In the view you can keep the working code you posted at the top of the question. You have not multitype IEnumerable support because you use only one type but without using a common interface between these classes I think we must go to reflection but I think it's hard to write that code.

Answer 2

Why not

@{string columnName = "default column name";
if(some_condition)
{
    // I'm not sure what's going on with the data variable
    columnName = "alternate column name";
}
else
{
    // Again, do your stuff with the data variable
}
}
@Html.Grid(data).Columns(columns =>
{
    columns.Add(c => c.APPLICATION_NO).Titled(columnName);
})

I think that you're going to end up with (at best) confusing code if you try to be too clever in your views. A grid for rendering IEnumerable<A> isn't adaptable to rendering IEnumerable<B> unless A:ISomeInterface and B:ISomeInterface and the grid renders ISomeInterface. Alternatively just pass the column name as a property of the view model.

Answer 3

Your problem is that you are not using when of the most important concepts in MVC: view models.

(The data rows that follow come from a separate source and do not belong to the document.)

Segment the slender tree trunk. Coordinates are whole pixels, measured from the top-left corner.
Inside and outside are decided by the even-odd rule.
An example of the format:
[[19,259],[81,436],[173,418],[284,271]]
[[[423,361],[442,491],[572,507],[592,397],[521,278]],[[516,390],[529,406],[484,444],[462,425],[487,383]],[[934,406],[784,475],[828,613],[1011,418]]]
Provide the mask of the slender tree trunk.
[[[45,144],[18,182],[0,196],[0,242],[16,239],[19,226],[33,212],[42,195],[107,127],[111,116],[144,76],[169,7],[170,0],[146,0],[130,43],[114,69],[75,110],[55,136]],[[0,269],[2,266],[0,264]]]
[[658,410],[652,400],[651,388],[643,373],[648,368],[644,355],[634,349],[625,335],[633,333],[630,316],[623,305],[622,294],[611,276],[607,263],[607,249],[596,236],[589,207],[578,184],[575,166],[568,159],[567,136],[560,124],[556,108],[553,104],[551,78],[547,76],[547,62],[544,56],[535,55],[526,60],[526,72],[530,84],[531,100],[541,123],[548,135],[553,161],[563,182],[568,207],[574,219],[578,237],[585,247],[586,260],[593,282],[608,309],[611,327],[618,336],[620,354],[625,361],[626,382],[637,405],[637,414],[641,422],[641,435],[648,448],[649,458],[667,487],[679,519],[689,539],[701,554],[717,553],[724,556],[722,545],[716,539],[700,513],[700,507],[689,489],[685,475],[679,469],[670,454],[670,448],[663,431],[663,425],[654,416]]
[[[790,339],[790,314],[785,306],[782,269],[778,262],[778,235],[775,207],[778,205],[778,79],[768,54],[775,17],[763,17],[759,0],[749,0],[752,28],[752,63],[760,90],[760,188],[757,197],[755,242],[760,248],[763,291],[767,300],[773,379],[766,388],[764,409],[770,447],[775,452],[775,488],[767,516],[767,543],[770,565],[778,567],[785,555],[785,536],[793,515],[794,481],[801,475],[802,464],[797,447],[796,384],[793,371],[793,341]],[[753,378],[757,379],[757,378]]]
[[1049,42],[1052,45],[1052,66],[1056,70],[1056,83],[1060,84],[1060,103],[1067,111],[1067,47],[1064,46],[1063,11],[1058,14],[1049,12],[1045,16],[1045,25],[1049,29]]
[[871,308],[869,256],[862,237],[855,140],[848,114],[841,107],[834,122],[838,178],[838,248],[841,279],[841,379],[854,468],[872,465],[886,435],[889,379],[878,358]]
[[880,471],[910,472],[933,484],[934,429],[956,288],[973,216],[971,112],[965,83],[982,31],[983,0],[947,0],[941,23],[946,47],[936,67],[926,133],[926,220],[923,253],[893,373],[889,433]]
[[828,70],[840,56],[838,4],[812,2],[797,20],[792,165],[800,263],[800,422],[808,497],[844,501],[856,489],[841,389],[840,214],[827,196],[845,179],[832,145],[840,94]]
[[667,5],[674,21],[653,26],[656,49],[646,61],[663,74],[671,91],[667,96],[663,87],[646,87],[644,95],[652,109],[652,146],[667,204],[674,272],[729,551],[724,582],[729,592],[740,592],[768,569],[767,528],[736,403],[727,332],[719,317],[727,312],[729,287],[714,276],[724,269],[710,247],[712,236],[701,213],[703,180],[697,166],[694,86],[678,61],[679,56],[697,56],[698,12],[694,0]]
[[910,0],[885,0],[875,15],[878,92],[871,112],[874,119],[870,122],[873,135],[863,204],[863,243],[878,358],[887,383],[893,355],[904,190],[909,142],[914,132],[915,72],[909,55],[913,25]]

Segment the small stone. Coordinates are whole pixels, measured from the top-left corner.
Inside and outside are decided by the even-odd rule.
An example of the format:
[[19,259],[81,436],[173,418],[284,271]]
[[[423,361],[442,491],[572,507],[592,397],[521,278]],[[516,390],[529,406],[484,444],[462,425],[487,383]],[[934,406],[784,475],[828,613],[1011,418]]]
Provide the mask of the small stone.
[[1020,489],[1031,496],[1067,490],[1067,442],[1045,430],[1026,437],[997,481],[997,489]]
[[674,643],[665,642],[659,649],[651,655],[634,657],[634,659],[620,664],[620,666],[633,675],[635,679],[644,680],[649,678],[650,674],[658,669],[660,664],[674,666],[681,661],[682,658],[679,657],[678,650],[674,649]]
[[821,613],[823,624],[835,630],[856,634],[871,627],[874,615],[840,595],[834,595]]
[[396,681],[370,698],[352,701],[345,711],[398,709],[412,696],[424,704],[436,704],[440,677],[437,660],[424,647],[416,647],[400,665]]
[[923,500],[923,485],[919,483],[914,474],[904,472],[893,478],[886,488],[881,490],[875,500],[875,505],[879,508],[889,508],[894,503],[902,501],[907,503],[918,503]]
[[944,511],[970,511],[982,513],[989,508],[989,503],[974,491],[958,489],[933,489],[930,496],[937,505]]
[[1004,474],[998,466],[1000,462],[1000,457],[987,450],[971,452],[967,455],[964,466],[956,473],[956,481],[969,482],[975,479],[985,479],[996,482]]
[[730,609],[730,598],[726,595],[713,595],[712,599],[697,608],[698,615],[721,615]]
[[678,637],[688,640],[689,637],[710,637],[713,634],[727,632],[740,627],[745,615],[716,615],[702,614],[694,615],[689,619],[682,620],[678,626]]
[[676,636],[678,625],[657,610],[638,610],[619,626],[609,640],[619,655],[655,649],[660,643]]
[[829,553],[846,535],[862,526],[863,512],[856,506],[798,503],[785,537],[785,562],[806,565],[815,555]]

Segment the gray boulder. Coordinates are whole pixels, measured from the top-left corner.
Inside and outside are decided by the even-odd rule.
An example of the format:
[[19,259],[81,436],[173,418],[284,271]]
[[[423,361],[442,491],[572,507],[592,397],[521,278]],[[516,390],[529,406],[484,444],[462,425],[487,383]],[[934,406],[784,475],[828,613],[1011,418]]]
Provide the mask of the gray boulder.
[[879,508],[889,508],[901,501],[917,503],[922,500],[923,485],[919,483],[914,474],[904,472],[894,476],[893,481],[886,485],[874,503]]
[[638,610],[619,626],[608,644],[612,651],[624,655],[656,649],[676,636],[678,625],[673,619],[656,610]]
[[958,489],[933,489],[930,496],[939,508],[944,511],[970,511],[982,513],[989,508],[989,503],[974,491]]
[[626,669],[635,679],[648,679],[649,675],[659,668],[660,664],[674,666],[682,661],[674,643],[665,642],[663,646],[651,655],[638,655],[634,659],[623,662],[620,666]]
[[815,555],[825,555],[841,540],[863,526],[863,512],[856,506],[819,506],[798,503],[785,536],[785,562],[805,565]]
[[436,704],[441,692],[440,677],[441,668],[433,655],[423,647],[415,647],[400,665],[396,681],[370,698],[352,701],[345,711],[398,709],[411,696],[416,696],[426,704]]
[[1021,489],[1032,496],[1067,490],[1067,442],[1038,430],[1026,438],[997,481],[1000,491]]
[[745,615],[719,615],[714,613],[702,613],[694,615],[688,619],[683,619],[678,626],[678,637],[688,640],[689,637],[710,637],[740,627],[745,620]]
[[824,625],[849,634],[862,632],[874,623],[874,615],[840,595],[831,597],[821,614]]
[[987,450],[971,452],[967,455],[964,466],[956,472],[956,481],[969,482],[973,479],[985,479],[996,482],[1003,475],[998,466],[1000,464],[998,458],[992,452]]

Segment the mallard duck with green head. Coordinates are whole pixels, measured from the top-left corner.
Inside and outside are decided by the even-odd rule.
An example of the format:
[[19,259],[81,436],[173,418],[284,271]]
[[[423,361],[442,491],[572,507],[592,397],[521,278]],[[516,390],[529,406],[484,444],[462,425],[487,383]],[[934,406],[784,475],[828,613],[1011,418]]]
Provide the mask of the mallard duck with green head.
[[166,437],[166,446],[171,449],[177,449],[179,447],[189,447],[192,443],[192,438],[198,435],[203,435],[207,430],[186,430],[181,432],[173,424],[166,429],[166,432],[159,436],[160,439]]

As for your last comment, what you want to use is a view model, i.e. a class created specifically to send data to the view to show it.

To do so:

1. create a public class which has the APPLICATION_NO (needed for the view model class)
2. create another public class which will be your view model. That's a class that shapes the data as you need it on the razor template (in this case, it will hold a list of the class defined in 1)
3. in your controller, return the view passing the model as second parameter. I.e. don't use the ViewBag/ViewData, but a view model instead, like this return View("ViewName", model)
4. use the model in your view: declare the model type using @model and use it inside the Razor templae with the provided Model variable

In this way, you shape the data on the server, and avoid including a lot of code in you Razor template (which is not advisable). And, of course, you have intellisense, and your templates become typed.

Code for 1:

public class ApplicationModel
{
   public int APPLICATION_NO {get; set;}
}

Code for 2:

public class ApplicationsViewModel
{
   public List<ApplicationModel> Applications { get; set; }
}

Code for 3 (inside the controller)

var model = new ApplicationsViewModel();

if (...) // include the condition to choose the kind of data inside the list
{
   model.Applications = list.Select(item =>
     new ApplicationModel { APPLICATION_NO = item.APPLICATION_NO } ).ToList()
}
else
{
   // same code here, for the other kind of data in the list
}

// return the view with this model
return View("ApplicationView", model);

Code for 4:

// decalre the model type at the beginning
@model YourNamespace.ApplicationViewModel;

// access the model using the Model variable
@Html.Grid(Model.Applications).Columns(columns =>
  {
  columns.Add(c => c.APPLICATION_NO).Titled("Application No");
  })

This allows you to build MVC applications with several advantages, for example testability, code reusing, readability or availability of a ModelState. Belive me, many of theses things are really,really important, specially the ModelState.

Besides you can use code annotations (attributes that give extra info to the HTML helpers) in your view model, that attributes can provide labels, validation and some other automatic functionality.

Don't doubt to include all the needed properties inside your view model.

Using a view model allows you to create an ad-hoc class without the need to change you domain or business layer classes, i.e. you don't need to use interfaces, code annotations and so on. However many times it's interesting to add the code annotations in the business classes and nest them inside the view models.

Remember tha sometimes you can use the same view model to post the data back to the server, specifying it as the paramter type of your POST action.

By the way, the interface solution is a good one, but this solution doesn't required the interface. (This solution would have a better implementationusing that interface, but that's your choice).